¿Cómo afecta el duelo a nuestro cerebro?

29 de octubre de 2025

El duelo genera cambios en el cerebro a nivel estructural y neuroquímico, afectando emociones, memoria, sueño y respuesta al estrés. Comprender estos procesos nos ayuda a acompañar mejor nuestras emociones y a desarrollar estrategias para atravesar la pérdida de manera saludable.

Uno de los momentos más difíciles en nuestra vida es aceptar la ausencia de una persona amada, quizá es una de las dificultades más importantes a las que puede enfrentarse nuestro cerebro y, por ende, nosotros mismos. Nuestro cerebro tiende a buscar soluciones, de ahí el refrán “todo tiene solución menos la muerte”. Sin embargo, esta es una cuestión sin solución, quizá de las pocas de la vida. Se trata de aceptar una realidad distinta y aprender nuevamente a vivir en ella.

Cambios cerebrales durante el duelo

Reconfiguración neuronal

Durante el duelo, el cerebro reorganiza sus conexiones neuronales. Este proceso se parece a aprender algo nuevo: debemos adaptarnos a la ausencia de la persona y a la nueva forma de vivir. La plasticidad cerebral permite que, con el tiempo, los circuitos emocionales se ajusten, aunque el camino sea doloroso.

Activación del sistema de recompensa

El cerebro busca la presencia de la persona perdida. Al recordar momentos compartidos o ver fotos, se activa el núcleo accumbens, vinculado con el placer y la recompensa. Esta activación explica por qué sentimos anhelo y por qué el duelo puede sentirse como una necesidad constante de “volver a conectar” con quien ya no está.

Respuesta al estrés

El duelo también activa el sistema de alerta del cerebro, generando una especie de estado de vigilancia constante. Esto puede traducirse en ansiedad, irritabilidad, dificultad para concentrarse y alteraciones en el sueño. Es una reacción normal del cerebro ante una pérdida significativa, pero si se mantiene en exceso puede afectar la salud mental.

Implicaciones emocionales y cognitivas

Consolidación de recuerdos emocionales

La amígdala, una estructura cerebral clave en el procesamiento emocional, juega un papel crucial en la consolidación de recuerdos asociados a emociones intensas. Durante el duelo, la amígdala puede estar más activa, lo que facilita la formación de recuerdos vívidos de la persona perdida.

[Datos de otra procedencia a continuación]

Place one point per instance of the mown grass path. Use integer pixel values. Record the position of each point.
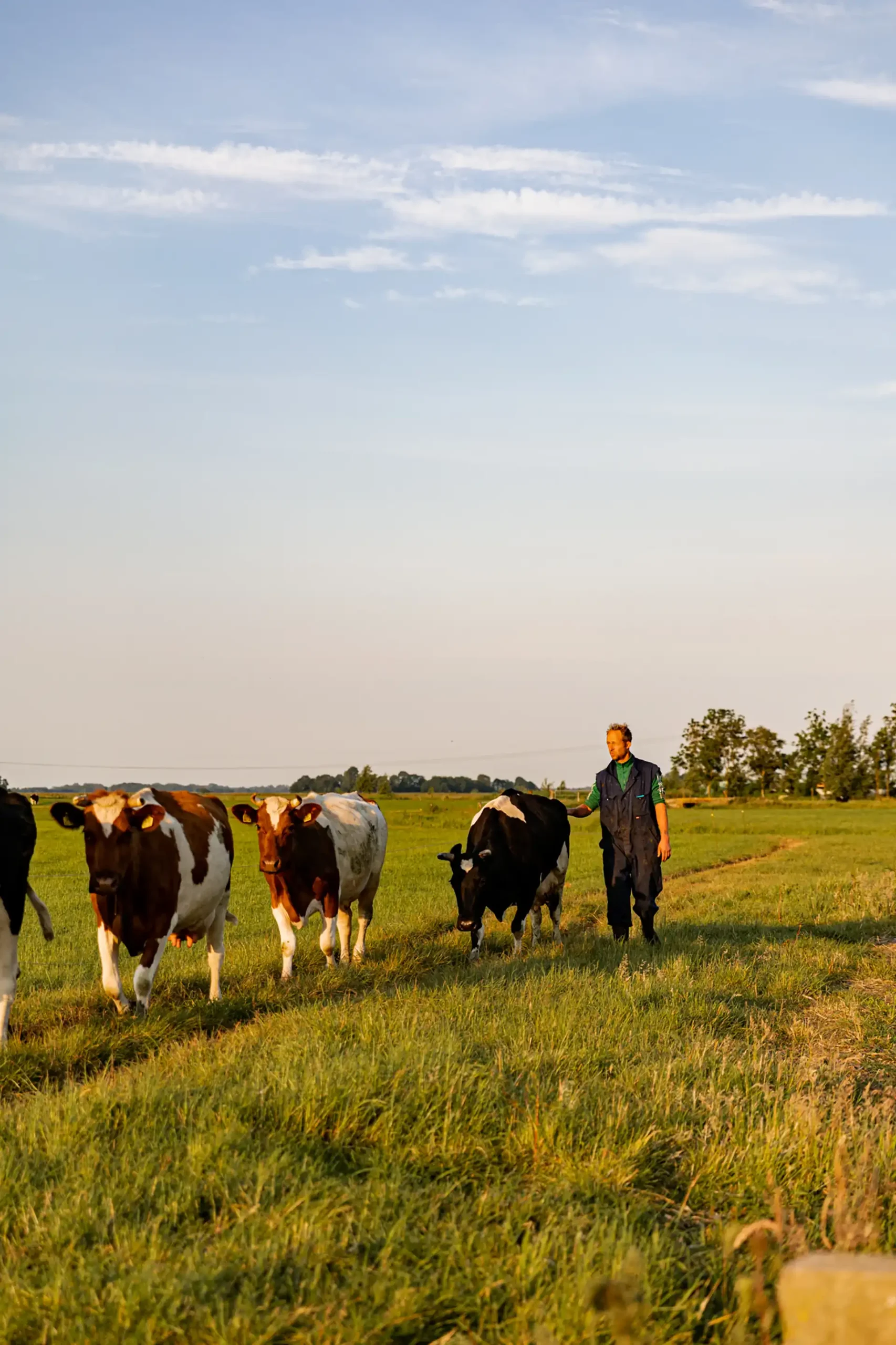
(420, 1147)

Alteraciones en el sueño y la memoria

El duelo puede afectar el sueño y la memoria, generando síntomas como la niebla mental. Estos efectos son resultado de cambios en la actividad cerebral que afectan la consolidación de la memoria y la regulación del sueño.

Estrategias para la adaptación cerebral durante el duelo

Fortalecer las áreas del cerebro responsables de regular las emociones facilita la adaptación al duelo. Algunas prácticas recomendadas son:

  • Mindfulness y meditación: Reducen la activación del sistema de estrés, mejoran la concentración y ayudan a aceptar la pérdida con menos resistencia.
  • Expresión artística: Pintar, escribir o tocar música permite procesar emociones difíciles y expresarlas de manera segura.
  • Redes de apoyo social: Compartir experiencias con amigos, familiares o grupos de apoyo disminuye la sensación de aislamiento y aporta contención emocional.
  • Rutinas saludables: Alimentación equilibrada, ejercicio físico y sueño regular ayudan al cerebro a recuperar equilibrio emocional.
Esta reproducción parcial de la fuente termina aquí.